Nunca sabemos lo que existe a nuestras espaldas. Parece que avanzamos pero retrocedemos. Un hilo nos maneja. Huimos, nos balanceamos, intuimos que, algo, alguien, nos apresa. Hoy estaba regando los geranios en mi ventana, había algunas hojas secas entre las verdes, las arranqué y las tiré por uno de los huecos al huerto. Cual no sería mi sorpresa al ver que una de ellas, se quedó en el aire, atrapada en el vacío.

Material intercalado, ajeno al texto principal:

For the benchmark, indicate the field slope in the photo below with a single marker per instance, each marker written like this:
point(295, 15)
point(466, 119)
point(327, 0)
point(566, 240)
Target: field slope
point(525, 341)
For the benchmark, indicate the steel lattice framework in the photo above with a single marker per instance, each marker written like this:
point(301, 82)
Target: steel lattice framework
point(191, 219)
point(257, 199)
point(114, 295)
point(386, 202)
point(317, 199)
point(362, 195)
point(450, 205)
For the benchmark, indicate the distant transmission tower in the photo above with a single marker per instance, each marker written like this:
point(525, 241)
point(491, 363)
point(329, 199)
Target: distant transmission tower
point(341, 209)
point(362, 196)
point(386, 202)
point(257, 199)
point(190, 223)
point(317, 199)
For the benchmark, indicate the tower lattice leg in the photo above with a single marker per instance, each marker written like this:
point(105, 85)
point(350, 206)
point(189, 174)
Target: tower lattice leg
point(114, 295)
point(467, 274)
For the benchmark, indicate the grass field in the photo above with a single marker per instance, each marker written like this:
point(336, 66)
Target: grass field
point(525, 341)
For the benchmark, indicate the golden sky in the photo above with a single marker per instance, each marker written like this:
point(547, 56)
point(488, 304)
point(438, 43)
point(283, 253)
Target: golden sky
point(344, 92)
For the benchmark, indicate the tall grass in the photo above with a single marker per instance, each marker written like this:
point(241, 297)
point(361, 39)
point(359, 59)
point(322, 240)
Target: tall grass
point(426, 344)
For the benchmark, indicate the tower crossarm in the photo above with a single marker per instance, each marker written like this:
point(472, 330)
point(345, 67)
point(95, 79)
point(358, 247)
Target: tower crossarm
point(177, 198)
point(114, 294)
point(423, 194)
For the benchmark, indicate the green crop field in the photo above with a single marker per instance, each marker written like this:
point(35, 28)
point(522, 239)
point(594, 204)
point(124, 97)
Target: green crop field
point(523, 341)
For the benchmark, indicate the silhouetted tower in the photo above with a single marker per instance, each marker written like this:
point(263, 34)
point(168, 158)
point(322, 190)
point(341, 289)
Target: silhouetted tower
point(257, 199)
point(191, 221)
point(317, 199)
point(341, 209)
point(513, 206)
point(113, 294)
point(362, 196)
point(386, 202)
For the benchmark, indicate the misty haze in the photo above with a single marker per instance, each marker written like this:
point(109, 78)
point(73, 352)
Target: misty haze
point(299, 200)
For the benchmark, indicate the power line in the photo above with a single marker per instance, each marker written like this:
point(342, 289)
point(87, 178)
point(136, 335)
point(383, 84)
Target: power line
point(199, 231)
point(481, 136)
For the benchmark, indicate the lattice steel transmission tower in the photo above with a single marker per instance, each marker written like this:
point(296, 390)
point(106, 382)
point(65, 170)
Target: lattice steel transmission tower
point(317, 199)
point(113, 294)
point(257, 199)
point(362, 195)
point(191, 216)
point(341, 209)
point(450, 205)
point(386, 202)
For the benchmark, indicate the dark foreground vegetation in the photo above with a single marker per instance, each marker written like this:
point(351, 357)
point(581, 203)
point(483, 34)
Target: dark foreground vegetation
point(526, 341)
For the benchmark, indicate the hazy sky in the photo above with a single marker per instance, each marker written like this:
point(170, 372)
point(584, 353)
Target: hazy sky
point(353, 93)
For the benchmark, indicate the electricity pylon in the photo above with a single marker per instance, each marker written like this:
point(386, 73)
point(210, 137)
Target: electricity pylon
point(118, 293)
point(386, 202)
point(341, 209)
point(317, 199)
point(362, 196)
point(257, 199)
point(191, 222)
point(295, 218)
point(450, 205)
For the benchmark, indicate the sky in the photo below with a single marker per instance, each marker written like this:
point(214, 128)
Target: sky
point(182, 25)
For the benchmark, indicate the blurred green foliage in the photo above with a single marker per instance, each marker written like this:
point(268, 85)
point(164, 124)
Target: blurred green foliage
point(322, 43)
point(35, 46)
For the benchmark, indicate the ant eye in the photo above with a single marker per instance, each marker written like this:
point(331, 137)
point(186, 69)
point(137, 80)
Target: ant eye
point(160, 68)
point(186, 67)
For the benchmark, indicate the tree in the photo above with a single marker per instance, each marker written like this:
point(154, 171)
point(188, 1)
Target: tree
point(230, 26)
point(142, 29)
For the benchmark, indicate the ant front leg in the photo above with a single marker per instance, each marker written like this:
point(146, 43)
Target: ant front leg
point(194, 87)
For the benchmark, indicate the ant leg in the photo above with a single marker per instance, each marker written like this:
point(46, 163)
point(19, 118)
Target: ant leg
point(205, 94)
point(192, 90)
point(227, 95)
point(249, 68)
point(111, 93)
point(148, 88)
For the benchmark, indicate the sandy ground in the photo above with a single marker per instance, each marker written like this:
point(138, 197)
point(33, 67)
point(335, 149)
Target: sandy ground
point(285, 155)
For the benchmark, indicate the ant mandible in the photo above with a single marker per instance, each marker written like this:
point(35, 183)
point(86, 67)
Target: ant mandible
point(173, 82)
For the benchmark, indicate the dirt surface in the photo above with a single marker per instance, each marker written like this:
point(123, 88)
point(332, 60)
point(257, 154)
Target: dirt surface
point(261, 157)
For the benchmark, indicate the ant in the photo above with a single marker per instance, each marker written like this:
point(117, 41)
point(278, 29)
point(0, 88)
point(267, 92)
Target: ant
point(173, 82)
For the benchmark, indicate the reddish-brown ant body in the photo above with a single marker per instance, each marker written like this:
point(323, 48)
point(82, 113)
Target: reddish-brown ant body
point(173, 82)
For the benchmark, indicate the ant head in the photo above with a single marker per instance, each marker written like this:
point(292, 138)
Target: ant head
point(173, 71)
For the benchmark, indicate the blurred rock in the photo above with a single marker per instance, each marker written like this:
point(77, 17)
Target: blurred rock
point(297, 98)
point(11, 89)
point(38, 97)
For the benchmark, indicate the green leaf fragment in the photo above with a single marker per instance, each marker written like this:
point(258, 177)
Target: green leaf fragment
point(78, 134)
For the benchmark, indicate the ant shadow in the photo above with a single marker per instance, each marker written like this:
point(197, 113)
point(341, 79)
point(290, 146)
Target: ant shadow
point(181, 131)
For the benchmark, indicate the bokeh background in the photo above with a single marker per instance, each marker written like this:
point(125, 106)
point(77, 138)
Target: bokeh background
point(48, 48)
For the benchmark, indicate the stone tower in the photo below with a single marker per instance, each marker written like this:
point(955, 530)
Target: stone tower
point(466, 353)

Me pareció sorprendente su aislamiento dejándose flotar en el espacio sin ninguna sujeción. Me fui corriendo a por la cámara fotográfica y le hice varias fotos. Después, me di cuenta que una finísima tela de araña, la había apresado muy sutilmente. Invisible captura o secuestro que me sirvió de reflexión todo el día. Su prisión me dejó perpleja. Me detuve y vi en mi propio arresto, una gran semejanza. Su fragilidad, como la mía, tiende de un hilo… Sin duda, en un instante, pasan cosas nefastas, maravillosas y de repente es el tiempo quien las detiene para poder digerir los misterios. Nada y todo es transitorio en nuestra soledad. Y no, no es fácil capturar el instante, hacerlo nuestro, conocer el significado de lo que nos rodea. ¿Qué araña oculta y caprichosa maneja los hilos que, tan sutilmente, puede atraparnos y mantenernos en el aire a su antojo y con qué fin? Durante toda la mañana, la hoja seca, quedó suspendida de varios hilos que aunque lo parecían… no eran transparentes.